Published May 21, 2013
An increase in HIV infections among the Navajo people in Gallup, N.M. has the medical community concerned over a possible epidemic, the New York Times reported.
Among the reservation’s population, 47 new cases of HIV were diagnosed in 2012, which is a 20 percent increase from 2011, according to a report released last month by the federal Indian Health Service. Furthermore, data has revealed that cases of HIV among the Navajo have increased almost five-fold since 1999.
"I’m scared to death,” Dr. Jonathan Iralu, an infectious disease specialist who compiled the report and runs an HIV clinic in the impoverished Navajo community, told the New York Times. “The numbers show there is a dangerous rise, and the time to act is now, before it’s too late.”
The tally of new cases within the tribe this year is the highest annual number recorded by the Indian Health Service.
“I’m afraid that if we wait too long,” Dr. Iralu said, “it could turn into a true epidemic.”
Iralu said that in the past, most cases of HIV in Native American communities would occur when members contracted the virus while traveling outside of the reservation and would then returning with the disease. However, he now believes that the infection is spreading within the reservation.
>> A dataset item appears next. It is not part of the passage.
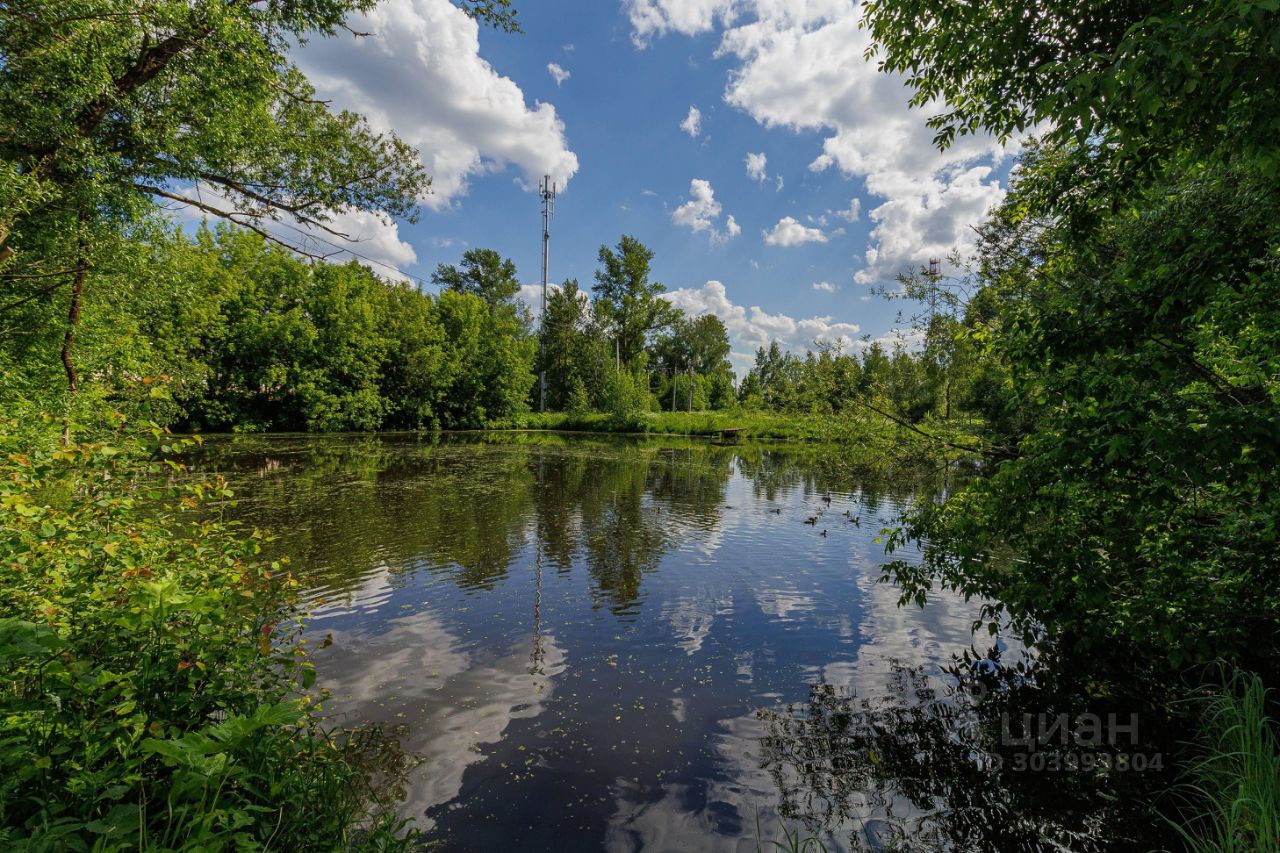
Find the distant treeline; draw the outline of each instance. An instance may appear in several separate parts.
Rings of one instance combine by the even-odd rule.
[[[540,408],[542,372],[553,411],[829,414],[877,399],[919,420],[946,408],[945,365],[902,346],[859,357],[817,342],[800,357],[774,342],[735,385],[724,323],[664,299],[652,258],[632,237],[601,247],[591,291],[552,288],[539,324],[515,265],[489,249],[440,265],[435,294],[244,229],[155,225],[95,270],[78,378],[119,405],[158,389],[150,410],[198,431],[479,428]],[[13,315],[29,334],[4,340],[0,382],[56,408],[64,318],[36,301]]]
Despite the fact that education and routine screening programs have improved, there’s still a large stigma surrounding HIV in the Navajo community. Many of the reservation’s members are reluctant to discuss sex in public – and those with HIV often keep their disease a secret from family and friends, the New York Times reported.
To combat these barriers to prevention, the Indian Health Service dedicated $5 million over the past three years for communities to create HIV various treatment and education programs.
The Navajo AIDS network, the tribe’s health department and Iralu’s clinic are reportedly working on outreach efforts – such as running public service announcements, using social media to promote awareness and distributing condoms.
Early detection remains critical among Native American communities. Though new infection rates among Navajos are roughly equal to infection rates among whites and lower than black and Hispanic communities, survival rates for Indians are much lower than other racial groups.
Iralu suspects that lower screening rates, along with the increased risk among American Indian communities for diseases like diabetes or drug and alcohol abuse are contributing factors to the higher death rates.